Bladder Cancer Survival Rate: An Introduction
The bladder cancer
survival rate indicates the percentage of people with a certain type and stage of bladder cancer who survive the disease for a specific period of time after their diagnosis. In most cases, statistics refer to the 5-year bladder cancer survival rate. The 5-year bladder cancer survival rate is the percentage of people who are alive 5 years after a bladder cancer diagnosis
, whether they have few or no signs or symptoms of bladder cancer, are free of disease, or are having treatment for bladder cancer. The bladder cancer survival rate is based on large groups of people, and it cannot be used to predict what will happen to a particular patient. No two patients are exactly alike, and bladder cancer treatment
and responses to treatment vary greatly.
Factors Influencing the Bladder Cancer Survival Rate
In general, the bladder cancer survival rate will depend on:
- The stage of bladder cancer (bladder cancer in the early stages can often be cured)

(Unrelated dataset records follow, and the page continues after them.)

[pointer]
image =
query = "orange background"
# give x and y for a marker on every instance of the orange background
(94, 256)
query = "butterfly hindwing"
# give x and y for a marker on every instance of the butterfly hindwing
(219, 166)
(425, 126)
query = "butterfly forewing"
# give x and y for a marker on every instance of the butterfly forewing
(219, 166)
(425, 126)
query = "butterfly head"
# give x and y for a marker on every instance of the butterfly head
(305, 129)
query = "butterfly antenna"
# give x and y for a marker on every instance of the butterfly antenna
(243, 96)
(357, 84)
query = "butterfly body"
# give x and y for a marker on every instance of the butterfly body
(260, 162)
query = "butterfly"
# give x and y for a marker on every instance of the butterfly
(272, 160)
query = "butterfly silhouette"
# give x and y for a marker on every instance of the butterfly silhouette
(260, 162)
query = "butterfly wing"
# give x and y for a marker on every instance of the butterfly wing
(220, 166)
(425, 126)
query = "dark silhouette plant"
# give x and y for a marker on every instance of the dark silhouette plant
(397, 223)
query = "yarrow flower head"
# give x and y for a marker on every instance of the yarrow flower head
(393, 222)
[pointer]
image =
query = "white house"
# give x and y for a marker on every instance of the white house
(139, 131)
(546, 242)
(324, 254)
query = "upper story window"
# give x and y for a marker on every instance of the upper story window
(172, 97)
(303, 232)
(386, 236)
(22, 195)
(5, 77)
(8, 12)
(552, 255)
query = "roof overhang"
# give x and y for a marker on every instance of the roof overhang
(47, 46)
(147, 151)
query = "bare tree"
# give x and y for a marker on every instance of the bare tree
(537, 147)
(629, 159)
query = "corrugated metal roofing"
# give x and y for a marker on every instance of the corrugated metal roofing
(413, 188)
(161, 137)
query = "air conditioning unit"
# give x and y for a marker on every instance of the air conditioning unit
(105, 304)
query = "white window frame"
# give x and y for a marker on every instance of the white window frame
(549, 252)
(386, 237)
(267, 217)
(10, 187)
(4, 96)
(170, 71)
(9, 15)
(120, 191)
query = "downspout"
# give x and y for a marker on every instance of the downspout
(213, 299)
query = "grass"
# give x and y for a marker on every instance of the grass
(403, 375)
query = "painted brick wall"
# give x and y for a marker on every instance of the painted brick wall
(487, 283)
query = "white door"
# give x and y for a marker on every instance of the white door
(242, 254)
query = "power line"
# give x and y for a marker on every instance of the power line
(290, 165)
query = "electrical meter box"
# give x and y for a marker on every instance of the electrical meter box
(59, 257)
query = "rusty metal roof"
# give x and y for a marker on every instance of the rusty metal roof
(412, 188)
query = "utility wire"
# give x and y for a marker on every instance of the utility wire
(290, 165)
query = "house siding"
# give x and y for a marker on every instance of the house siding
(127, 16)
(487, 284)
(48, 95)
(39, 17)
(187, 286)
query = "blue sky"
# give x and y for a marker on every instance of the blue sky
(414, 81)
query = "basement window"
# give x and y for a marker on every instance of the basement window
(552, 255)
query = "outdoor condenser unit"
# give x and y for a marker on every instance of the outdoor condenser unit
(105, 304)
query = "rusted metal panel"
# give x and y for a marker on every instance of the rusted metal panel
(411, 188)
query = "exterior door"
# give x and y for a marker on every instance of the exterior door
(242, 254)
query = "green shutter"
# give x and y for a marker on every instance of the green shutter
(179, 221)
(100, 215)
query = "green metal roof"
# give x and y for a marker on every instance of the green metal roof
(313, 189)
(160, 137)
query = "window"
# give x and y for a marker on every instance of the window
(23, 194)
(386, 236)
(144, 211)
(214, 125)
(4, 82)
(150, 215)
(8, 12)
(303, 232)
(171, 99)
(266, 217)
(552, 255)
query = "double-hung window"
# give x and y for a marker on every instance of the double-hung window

- The type of bladder cancer cells and how they look under a microscope
- The patient's age and general health.
Overall Bladder Cancer Survival Rate
Survival rates can be calculated by different methods for different purposes. The bladder cancer survival rate presented here is based on the relative survival rate. The relative survival rate measures the survival of bladder cancer patients in comparison to the general population to estimate the effect of cancer. The overall 5-year relative bladder cancer survival rate for 1995 to 2001 was 81.8 percent. The 5-year relative bladder cancer survival rates by race and sex were:
- 84.3 percent for Caucasian men
- 78.6 percent for Caucasian women
- 69.7 percent for African American men
- 53.9 percent for African American women.